La vie rêvée des anges
Périlleux exercice que d’adapter Vernon Subutex, trilogie culte de Virginie Despentes dépeignant la descente aux enfers d’un ancien disquaire star devenu SDF. Périlleux car, au- delà du verbe assassin de Despentes, de sa galerie de personnages tous plus névrosés et pathétiques les uns que les autres, le roman se veut surtout la peinture sombre et désespérée d’une société où la vie tient davantage de la survie, où les conventions ont broyé les
gens pour en faire des pantins désarticulés. Dans cet océan de noirceur surnage Vernon Subutex, dernier représentant d’une époque désormais révolue.
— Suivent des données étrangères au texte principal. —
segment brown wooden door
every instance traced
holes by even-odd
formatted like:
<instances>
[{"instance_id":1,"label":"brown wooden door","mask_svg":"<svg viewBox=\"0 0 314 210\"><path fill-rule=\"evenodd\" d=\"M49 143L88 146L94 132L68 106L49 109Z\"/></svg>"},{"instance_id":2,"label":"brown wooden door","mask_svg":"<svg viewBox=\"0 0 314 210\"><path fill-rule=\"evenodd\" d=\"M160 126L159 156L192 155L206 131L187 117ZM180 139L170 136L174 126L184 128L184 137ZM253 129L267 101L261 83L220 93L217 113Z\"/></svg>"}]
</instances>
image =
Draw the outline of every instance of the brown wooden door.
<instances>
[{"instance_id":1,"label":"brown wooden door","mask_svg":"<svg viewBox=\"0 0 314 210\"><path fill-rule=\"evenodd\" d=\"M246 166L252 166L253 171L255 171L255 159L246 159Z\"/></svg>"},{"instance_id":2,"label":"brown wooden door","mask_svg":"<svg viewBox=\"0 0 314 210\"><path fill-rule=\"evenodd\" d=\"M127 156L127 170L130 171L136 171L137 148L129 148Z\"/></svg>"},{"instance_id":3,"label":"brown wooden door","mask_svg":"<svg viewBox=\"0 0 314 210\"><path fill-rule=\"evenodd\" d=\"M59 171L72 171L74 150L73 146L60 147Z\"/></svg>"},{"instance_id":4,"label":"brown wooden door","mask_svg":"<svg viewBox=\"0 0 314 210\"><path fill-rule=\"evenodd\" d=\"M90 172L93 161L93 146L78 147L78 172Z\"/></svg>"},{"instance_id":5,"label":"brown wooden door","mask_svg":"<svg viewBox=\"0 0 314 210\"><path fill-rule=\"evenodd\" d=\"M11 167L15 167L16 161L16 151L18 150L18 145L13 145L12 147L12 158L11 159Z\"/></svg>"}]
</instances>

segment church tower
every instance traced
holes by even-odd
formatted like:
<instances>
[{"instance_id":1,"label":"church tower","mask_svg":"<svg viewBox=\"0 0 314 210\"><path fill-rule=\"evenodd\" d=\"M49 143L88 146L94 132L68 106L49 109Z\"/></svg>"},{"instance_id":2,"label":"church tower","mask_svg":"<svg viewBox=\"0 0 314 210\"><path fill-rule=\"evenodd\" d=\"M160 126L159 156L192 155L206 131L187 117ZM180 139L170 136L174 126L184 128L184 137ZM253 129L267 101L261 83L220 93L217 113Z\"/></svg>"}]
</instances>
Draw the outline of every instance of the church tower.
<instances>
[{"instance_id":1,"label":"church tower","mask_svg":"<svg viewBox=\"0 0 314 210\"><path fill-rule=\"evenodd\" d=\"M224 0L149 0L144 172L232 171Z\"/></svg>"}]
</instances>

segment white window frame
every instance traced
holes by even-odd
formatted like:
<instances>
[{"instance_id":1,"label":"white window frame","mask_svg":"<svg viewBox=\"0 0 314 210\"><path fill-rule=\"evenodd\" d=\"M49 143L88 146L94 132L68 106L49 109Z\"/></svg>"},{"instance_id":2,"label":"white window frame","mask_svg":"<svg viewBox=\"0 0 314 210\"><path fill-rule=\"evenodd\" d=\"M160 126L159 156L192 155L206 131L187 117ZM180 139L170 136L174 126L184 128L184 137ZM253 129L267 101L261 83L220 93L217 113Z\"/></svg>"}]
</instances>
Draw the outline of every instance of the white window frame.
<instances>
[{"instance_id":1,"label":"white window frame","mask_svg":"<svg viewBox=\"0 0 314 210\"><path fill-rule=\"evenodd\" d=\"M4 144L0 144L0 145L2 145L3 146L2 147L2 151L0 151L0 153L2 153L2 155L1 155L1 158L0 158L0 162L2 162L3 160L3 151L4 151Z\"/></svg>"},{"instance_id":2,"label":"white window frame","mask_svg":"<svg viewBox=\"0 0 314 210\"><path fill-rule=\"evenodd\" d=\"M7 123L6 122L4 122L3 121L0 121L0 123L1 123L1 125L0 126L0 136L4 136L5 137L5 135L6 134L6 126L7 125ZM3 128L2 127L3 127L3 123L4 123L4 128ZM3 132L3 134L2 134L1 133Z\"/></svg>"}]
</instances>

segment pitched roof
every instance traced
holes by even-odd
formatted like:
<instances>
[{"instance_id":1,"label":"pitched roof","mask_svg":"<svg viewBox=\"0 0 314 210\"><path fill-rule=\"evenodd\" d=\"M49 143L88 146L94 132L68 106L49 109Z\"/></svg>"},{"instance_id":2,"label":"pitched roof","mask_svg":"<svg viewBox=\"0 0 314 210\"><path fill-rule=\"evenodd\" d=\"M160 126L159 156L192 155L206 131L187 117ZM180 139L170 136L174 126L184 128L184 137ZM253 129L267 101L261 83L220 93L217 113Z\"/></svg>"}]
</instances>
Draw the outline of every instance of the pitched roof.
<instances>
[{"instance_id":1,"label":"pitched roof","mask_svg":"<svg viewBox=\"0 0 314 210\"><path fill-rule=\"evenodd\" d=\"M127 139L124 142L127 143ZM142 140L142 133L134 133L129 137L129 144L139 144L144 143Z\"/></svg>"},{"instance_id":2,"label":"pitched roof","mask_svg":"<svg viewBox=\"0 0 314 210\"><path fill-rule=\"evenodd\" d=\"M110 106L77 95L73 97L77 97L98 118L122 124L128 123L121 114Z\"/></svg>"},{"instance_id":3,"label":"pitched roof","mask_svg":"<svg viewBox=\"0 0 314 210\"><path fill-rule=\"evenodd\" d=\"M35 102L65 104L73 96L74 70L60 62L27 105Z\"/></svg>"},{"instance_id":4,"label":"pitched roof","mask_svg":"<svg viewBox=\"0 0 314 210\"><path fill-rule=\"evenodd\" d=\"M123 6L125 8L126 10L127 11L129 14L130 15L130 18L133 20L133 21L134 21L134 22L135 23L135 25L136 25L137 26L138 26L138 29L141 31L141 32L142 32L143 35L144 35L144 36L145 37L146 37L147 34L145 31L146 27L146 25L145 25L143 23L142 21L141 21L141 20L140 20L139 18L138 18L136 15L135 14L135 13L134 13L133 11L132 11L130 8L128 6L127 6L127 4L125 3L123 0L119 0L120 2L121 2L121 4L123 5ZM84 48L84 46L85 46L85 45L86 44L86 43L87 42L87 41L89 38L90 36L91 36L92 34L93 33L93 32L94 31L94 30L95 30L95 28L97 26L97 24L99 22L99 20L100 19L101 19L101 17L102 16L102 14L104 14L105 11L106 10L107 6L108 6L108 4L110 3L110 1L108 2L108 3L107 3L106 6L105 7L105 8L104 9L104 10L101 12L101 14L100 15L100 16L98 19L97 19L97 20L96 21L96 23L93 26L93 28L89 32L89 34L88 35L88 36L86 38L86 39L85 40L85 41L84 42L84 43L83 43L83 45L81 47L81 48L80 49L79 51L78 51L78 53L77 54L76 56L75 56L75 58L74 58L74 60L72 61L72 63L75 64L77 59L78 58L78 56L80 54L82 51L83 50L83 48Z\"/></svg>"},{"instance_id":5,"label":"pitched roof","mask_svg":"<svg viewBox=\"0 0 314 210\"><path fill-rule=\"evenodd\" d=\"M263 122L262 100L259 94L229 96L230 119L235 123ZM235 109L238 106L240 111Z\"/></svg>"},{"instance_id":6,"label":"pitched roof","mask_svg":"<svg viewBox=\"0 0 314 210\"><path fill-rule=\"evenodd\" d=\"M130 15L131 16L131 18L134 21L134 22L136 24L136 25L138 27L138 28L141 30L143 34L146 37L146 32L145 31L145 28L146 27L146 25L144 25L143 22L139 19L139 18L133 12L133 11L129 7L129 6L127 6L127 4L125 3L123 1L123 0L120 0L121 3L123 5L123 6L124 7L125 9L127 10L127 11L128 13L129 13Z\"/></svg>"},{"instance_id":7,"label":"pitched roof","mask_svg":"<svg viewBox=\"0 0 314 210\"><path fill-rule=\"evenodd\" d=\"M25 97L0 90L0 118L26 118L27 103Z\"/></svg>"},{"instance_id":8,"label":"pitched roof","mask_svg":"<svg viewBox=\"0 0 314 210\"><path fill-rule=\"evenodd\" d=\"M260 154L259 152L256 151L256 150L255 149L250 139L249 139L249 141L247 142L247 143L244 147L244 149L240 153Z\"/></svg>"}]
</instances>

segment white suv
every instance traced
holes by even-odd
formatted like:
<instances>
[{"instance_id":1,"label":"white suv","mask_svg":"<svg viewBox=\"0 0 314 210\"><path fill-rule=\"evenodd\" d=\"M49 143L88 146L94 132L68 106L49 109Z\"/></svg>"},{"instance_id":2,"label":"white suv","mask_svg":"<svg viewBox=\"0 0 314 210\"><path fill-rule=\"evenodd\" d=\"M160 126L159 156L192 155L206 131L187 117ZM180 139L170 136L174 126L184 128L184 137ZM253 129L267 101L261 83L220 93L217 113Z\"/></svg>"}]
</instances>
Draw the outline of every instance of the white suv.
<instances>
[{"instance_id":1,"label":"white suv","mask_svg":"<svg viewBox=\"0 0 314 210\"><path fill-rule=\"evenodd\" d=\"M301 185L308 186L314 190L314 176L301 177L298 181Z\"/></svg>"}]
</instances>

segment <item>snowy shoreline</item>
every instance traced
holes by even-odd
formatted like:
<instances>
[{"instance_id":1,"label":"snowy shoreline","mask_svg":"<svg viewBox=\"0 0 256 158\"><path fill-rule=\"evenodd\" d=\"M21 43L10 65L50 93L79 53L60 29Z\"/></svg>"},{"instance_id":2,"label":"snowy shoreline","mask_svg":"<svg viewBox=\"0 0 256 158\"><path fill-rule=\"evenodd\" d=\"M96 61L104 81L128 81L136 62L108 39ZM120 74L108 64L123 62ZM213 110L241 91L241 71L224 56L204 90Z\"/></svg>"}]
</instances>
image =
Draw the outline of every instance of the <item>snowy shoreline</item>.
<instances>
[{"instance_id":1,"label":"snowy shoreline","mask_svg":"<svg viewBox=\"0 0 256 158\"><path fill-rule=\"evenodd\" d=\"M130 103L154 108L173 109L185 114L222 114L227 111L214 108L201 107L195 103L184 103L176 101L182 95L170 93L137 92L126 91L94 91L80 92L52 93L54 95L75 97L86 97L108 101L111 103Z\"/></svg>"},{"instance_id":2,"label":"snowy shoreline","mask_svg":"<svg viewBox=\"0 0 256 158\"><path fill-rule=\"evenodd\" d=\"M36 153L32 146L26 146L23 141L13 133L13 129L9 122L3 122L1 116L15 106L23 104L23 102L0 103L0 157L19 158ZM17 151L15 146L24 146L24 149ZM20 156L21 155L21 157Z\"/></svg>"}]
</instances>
En passant de l’autre côté de l’écran, les mots de Despentes ont quelque peu perdu de leur superbe, malgré une volonté évidente de la créatrice Cathy Verney de rester fidèle au matériau d’origine, notamment à travers sa planante bande originale. Verney a décidé d’édulcorer la hargne des déambulations parisiennes de Vernon pour se concentrer – dramaturgie télévisuelle oblige – sur l’aspect polar. Un choix à double tranchant tant cette adaptation gagne en efficacité (neuf épisodes de trente minutes) ce qu’elle perd en incandescence, ne retrouvant que partiellement l’atmosphère fiévreuse du Paris des années 1990. Et si Vernon Subutex peut déconcerter dans sa propension à sacrifier des personnages ou sousintrigues, la série a au moins le mérite d’aller droit à l’essentiel, sans jamais perdre de vue son objectif. À cela s’ajoute la présence d’un Romain Duris absolument génial dans le rôle-titre. Tour à tour solaire et pathétique, il irradie les neuf épisodes de sa présence électrique, au point qu’il sera désormais impossible de lire les romans de Despentes sans voir son visage.
Depuis le 8 avril sur MyCanal et disponible en DVD et Blu-ray dès le 24 avril chez Studio Canal.